Demi Lovato Discusses Anti-Bullying AMAs Performance, Her 'Courageous' Guest Danica Roem

"Sorry Not Sorry" is about "being yourself and being unapologetic for it," says the pop star.

On Sunday night (Nov. 19), Demi Lovato made a powerful statement while performing her biggest single to date at the 2017 American Music Awards in Los Angeles. “Sorry Not Sorry” celebrates the act of rising above pervasive negativity, and Lovato made its anti-bullying message explicit at the 2017 American Music Awards.

“We were thinking, ‘What’s a way to give a message to the song and performance, so that it’s not just another time where I go onstage and sing a song?’” Lovato told Billboard hours before taking the AMAs stage on Sunday. “What’s something that could give it some depth and meaning? ... The song is about bullying, the bullying of when I was in school and my experiences there, and we thought, let’s bring that to life on stage.”

The performance began with hateful social media messages scrawled across the screen and Lovato rising up from the audience to combat them with her smash hit. “We have to rise above, and never say sorry for who you are,” she declared before launching into “Sorry Not Sorry.”

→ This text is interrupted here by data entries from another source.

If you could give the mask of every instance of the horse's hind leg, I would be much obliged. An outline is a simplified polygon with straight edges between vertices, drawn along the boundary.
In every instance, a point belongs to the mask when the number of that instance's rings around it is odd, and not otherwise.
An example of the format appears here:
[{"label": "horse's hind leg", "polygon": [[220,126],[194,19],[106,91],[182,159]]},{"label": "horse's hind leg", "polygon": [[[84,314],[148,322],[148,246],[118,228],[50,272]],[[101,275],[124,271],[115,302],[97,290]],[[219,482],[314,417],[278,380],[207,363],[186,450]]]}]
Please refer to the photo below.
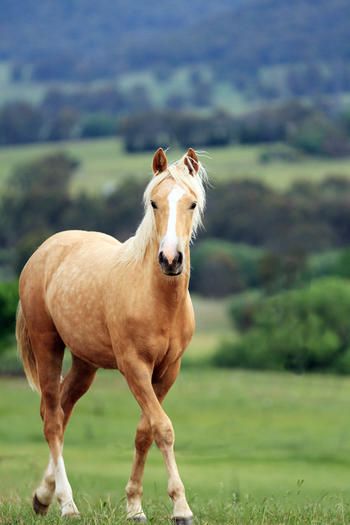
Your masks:
[{"label": "horse's hind leg", "polygon": [[96,375],[96,368],[75,355],[72,367],[61,385],[60,402],[63,410],[63,433],[76,402],[88,391]]},{"label": "horse's hind leg", "polygon": [[[96,374],[96,368],[73,356],[72,367],[60,386],[60,404],[63,410],[62,441],[69,417],[78,399],[88,390]],[[41,408],[44,417],[44,402]],[[41,484],[37,488],[33,507],[37,514],[46,514],[56,489],[55,465],[50,455],[49,464]]]},{"label": "horse's hind leg", "polygon": [[79,512],[73,501],[62,456],[64,414],[60,403],[60,378],[64,345],[55,331],[31,334],[31,340],[42,395],[44,434],[50,448],[49,467],[34,495],[33,507],[36,512],[44,513],[45,506],[50,504],[53,497],[54,478],[55,495],[61,505],[62,515],[77,515]]}]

Some of the social media messages made fun of Lovato’s weight, appearance and talent. Lovato didn’t mind that they were being seen by millions of AMAs viewers. “The thing about the internet is that it’s not difficult to search for those things,” Lovato said prior to the performance. “If anybody was to search for [hate speech] online, they’d be able to find it about other artists or themselves. To me it didn’t really make a difference if it was in front of the world or online. We put them in the beginning of the performance to show people what type of hate I deal with on a daily basis and send a message of not caring and being yourself and being unapologetic for it.”

Lovato’s AMAs performance comes three months after Logic’s moving VMAs set, in which his anti-suicide anthem “1-800-273-8255” ended with an affecting speech about self-acceptance. For Lovato, major award shows embracing social issues makes sense, given the size of the audience and political climate.

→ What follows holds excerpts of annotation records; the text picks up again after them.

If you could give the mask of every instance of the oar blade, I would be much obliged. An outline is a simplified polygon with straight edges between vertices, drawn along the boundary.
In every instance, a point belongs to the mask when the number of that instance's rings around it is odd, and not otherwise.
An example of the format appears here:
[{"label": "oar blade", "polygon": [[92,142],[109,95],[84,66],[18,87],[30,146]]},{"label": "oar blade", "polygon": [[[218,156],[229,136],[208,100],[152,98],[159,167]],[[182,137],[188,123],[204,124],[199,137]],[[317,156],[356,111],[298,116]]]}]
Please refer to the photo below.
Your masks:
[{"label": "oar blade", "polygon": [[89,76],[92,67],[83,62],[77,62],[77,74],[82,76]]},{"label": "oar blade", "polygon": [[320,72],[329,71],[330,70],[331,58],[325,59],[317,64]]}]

“It’s definitely an opportunity to raise awareness, and I feel like that’s exactly why we’re taking it on in this performance,” she explained. “A lot of people watch award shows, and artists get to perform all the time, but they don’t get to perform on these platforms more than a couple times a year. I wanted to take advantage of that.”

Along with her emotional AMAs performance, Lovato also brought Danica Roem -- the first openly transgender state legislator, following her election victory in Virginia earlier this month -- as her guest to the ceremony. When Lovato heard Roem’s story, and of her defeat of hard-line conservative Bob Marshall in Virginia, she reached out to the “courageous” delegate-elect.

“I imagined how much bullying she has probably gone through, just by Bob Marshall alone,” Lovato said. “So to be able to bring her along for this performance and sit next to her, it’s inspiring to be with her and all that she’s been through. I look up to her, I admire her, and it’s an honor to have her with me. [Her win] was a huge win for the LGBTQ community, and I couldn’t be happier for her.”

With a No. 6 peak on the Hot 100 chart, “Sorry Not Sorry” highlights a huge year for Lovato, whose Tell Me You Love Me album was met with critical acclaim upon its September release. Although Lovato isn’t happy with how this year has turned out politically, she is glad that she could make a statement on the last major music awards show of the year.

“This year has been very difficult for people,” she admitted. “I’m very blessed and I’ve had a great year, but my heart is with everyone who struggled through this difficult time. I think our country’s gonna rise above it, and come out stronger than ever before.”